ホエーの分離は自然に進むため、豆乳ヨーグルトの凝縮度は日ごとに増していきます。やわらかいヨーグルトを食べたいときは、ホエーと混ぜてやわらかさを調整してください。

・濃厚豆乳ヨーグルトのハニートースト:

トーストに、ホエーと分離してできた濃厚豆乳ヨーグルトを塗ります。はちみつをかけたらできあがりです。ナッツやシナモンをトッピングするとさらに美味しいです。カロリーが気になる方は、はちみつなしでもおいしいです。

・豆乳ホエーラッシー:

ホエー適量と豆乳を合わせて200g にし、混ぜます。レモン果汁大さじ1とはちみつ大さじ2(レモンと甘さはお好みで調節してください)を加えて混ぜればできあがりです。はちみつが溶けにくいため、よく混ぜましょう。

・ホエー入りミネストローネ(2人分):

さいの目切りにした好きな野菜とベーコン(お好みで)を鍋に入れて軽く炒めます。具材がひたひたになるくらいまで、水とホエーを合わせて300ml加え、ローリエ(スープに入れると美味しいハーブ)を入れて沸騰させます。
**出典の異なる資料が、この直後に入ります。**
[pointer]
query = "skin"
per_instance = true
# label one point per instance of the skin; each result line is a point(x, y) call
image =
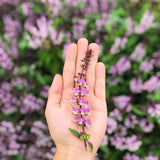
point(58, 111)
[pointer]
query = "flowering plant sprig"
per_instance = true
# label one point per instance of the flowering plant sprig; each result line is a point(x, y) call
point(81, 109)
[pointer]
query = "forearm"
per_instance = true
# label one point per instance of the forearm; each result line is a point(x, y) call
point(64, 153)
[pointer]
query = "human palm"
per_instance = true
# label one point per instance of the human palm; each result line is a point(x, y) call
point(59, 107)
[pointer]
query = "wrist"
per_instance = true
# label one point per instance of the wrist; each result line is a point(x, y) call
point(72, 153)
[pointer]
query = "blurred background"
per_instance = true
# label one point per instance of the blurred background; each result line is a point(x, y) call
point(34, 35)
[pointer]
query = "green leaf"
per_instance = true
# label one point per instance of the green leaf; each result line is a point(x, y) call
point(75, 132)
point(138, 111)
point(90, 146)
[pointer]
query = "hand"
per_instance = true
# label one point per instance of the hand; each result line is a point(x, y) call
point(59, 107)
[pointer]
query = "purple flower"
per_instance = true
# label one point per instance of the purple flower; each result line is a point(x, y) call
point(79, 28)
point(85, 111)
point(129, 156)
point(136, 85)
point(154, 110)
point(121, 66)
point(73, 99)
point(83, 102)
point(152, 84)
point(121, 130)
point(123, 102)
point(116, 114)
point(76, 91)
point(138, 53)
point(133, 143)
point(131, 121)
point(147, 66)
point(84, 92)
point(80, 120)
point(111, 125)
point(120, 42)
point(146, 126)
point(129, 26)
point(118, 142)
point(156, 57)
point(75, 110)
point(151, 157)
point(83, 82)
point(105, 140)
point(87, 123)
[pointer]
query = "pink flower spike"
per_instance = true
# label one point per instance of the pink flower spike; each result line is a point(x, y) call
point(87, 123)
point(75, 110)
point(84, 92)
point(82, 110)
point(85, 111)
point(75, 91)
point(75, 79)
point(75, 119)
point(85, 104)
point(73, 99)
point(81, 101)
point(80, 120)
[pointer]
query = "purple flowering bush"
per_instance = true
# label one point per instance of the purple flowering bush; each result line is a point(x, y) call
point(34, 36)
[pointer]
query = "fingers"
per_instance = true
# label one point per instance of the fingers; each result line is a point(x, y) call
point(100, 81)
point(92, 66)
point(69, 67)
point(82, 48)
point(55, 91)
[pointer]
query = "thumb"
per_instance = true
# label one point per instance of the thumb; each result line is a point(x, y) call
point(55, 91)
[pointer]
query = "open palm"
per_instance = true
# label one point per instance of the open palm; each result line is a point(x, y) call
point(59, 107)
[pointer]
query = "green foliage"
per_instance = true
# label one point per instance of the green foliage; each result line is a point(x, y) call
point(75, 132)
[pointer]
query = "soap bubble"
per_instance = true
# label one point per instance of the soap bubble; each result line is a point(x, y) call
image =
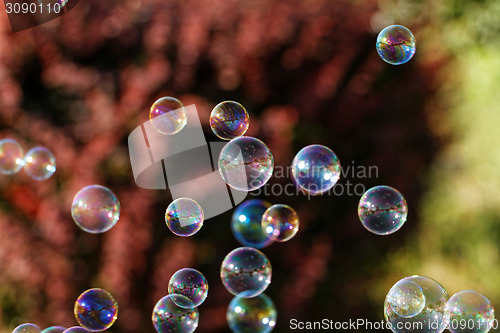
point(246, 272)
point(245, 163)
point(315, 169)
point(190, 283)
point(168, 317)
point(184, 217)
point(95, 209)
point(382, 210)
point(406, 298)
point(168, 116)
point(281, 222)
point(396, 44)
point(27, 328)
point(432, 319)
point(470, 311)
point(54, 329)
point(251, 315)
point(11, 157)
point(229, 120)
point(39, 163)
point(96, 310)
point(246, 224)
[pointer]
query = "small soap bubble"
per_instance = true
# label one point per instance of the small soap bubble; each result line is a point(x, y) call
point(95, 209)
point(433, 318)
point(382, 210)
point(54, 329)
point(169, 317)
point(190, 283)
point(39, 163)
point(406, 298)
point(184, 217)
point(315, 169)
point(472, 309)
point(246, 272)
point(246, 224)
point(11, 157)
point(281, 222)
point(396, 44)
point(96, 310)
point(27, 328)
point(229, 120)
point(251, 315)
point(168, 116)
point(245, 163)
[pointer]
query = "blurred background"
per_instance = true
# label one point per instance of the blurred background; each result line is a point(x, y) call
point(307, 72)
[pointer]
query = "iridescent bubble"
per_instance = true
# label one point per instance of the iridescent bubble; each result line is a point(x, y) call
point(168, 317)
point(96, 310)
point(246, 272)
point(168, 116)
point(184, 217)
point(382, 210)
point(251, 315)
point(54, 329)
point(27, 328)
point(39, 163)
point(190, 283)
point(245, 163)
point(432, 319)
point(95, 209)
point(406, 298)
point(396, 44)
point(315, 169)
point(470, 311)
point(281, 222)
point(229, 120)
point(246, 224)
point(11, 157)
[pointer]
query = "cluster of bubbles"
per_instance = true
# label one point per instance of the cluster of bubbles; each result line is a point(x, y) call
point(39, 163)
point(419, 299)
沸騰したらあくとローリエをとります。ケチャップ大さじ2、コンソメ大さじ1 を加え、塩コショウで味を整えたらできあがりです。

生のトマトやトマト缶を使うことが多いですが、このようにケチャップでも簡単にできます。ケチャップで作ったとは思えないほど、コクがあって美味しくなります。また、野菜の甘みや旨みがでるため、ホエーの酸味は特に感じません。

ホエーは酸味があるため、トマトやカンキツ類など酸味がある食材と合わせると、美味しくいただけます。

豆乳ヨーグルトは、ヘルシーなデザートとしてダイエット中でも安心していただけます。ヨーグルトに含まれる乳酸菌や豆乳の大豆イソフラボンが、女性のダイエットの強い味方になって働きます。

豆乳ヨーグルトをデザート以外でもさまざまな料理に使って、楽しく美味しくダイエットに役立てましょう。